Zachary Taylor became the 12th president of the United States after being a national hero as the major general who led the United States to victory in the Mexican–American War in 1848. He ran on a platform to preserve the union in its battles over slavery. He died after only sixteen months in office, with a vague diagnosis of “food poisoning.” He had suffered five days of very high fever, bloody diarrhea, vomiting, and a belly that was so incredibly painful that he wouldn’t let his doctors touch it. Some believed that he had been poisoned by people who were angered by his anti-slavery stance.
Early Years, Military Career and Presidency
Taylor’s parents were wealthy plantation owners who moved from Virginia to Louisville, Kentucky, where his father bought 10,000 acres and kept more than 26 slaves. His mother had taught him how to read and write at home because Kentucky did not yet have many schools . He never did learn to write clearly enough for his handwriting to be legible.
In 1808, at age 24, Taylor became an officer in the U.S. Army. As a captain during the War of 1812, he built forts along the Mississippi River. As a colonel in 1832, in the Second Seminole War, he was so brave in leading charges into enemy lines that he was called “Old Rough and Ready”. In 1846, he was the major general who led the United States to victory in the Mexican–American War. Under Taylor’s command, future president Ulysses S. Grant said, “A better army, man for man, probably never faced an enemy than the one commanded by General Taylor in the earliest two engagements of the Mexican War.”
In 1846, the Whig Party convinced Taylor to run for president, and he became the first U.S. president who had never served in any other elected position. To his credit, this Southerner who continued to own slaves tried to stop the expansion of slavery into California and New Mexico.
Marriage, Children and Death
In June 1810 at age 26, Taylor married Margaret Mackall Smith, the daughter of a soldier in the Revolutionary War and they had a daughter who married a U.S. Army surgeon; a daughter who married Jefferson Davis, the future President of the Confederate States; and a son who became a Confederate Army general.
On July 4, 1850, Taylor ate large amounts of raw fruit while attending a fund-raising celebration at the construction site of the Washington Monument, and then went back to the White House where he ate a large bowl of cherries and drank unpasteurized milk and water.
• That night he started to feel sick, vomited a few times and his belly started to hurt.
• The next day he developed bloody diarrhea.
• His temperature rose very high, so he called his doctor.
• The doctor told him he must have cholera, gave him calomel, opium and quinine, and drew blood, because doctors at that time treated almost every disease with blood-letting.
• He continued vomiting, his belly cramps worsened, and his bloody diarrhea become explosive.
• His belly pain was so severe that he cried out when the doctors tried to touch his belly.
• His temperature kept rising higher and higher and he died in his bed on the evening of July 9th, the fifth day of his illness, at age 64.
What Killed Zachary Taylor?
His doctors thought he had eaten spoiled food, but “food poisoning” doesn’t usually cause a fever that keeps on rising to very high levels. Other doctors thought he died of malaria, because he had been very sick with malaria when he fought in Mexico, but malaria is not characterized by vomiting and diarrhea.

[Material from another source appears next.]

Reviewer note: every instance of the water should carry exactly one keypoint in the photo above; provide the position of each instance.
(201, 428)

Immediately after his death, it was rumored that the president had been poisoned by pro-slavery Southerners who were upset with his moderate position on slavery. The most common chemical used to poison people of that period was arsenic. However, arsenic poisoning does not cause high fever, diarrhea or vomiting. In 1991, 150 years after his death, his descendants had his body removed from its Kentucky grave and sent samples of his hair and fingernails to Oak Ridge National Laboratory in Tennessee. Arsenic levels were well below levels that could have killed him.
The Probable Diagnosis
The perfectly healthy president ate a lot of food on a hot day and then quickly developed diarrhea, vomiting and fever. Several of his cabinet members who ate the same food at the 4th of July celebration also came down with fever and belly pain. These symptoms had to be caused by an infection. High fever is a hallmark for infection with intestinal bacteria called salmonella typhosa. The extremely painful belly that hurt so much when doctors touched it was probably caused by a rupture of his intestines that leaked intestinal contents into his belly. He probably died from the food-borne infection that was common in those days called typhoid fever.
In 1850, the city of Washington had open sewers that contaminated the residents’ food and drinking water, to infect them with many different stool-borne germs. Taylor’s doctors didn’t help him by giving him potentially lethal doses of ipecac, calomel, opium, and quinine, and draining large amounts of blood from his body. Today, he could have been cured by taking antibiotics.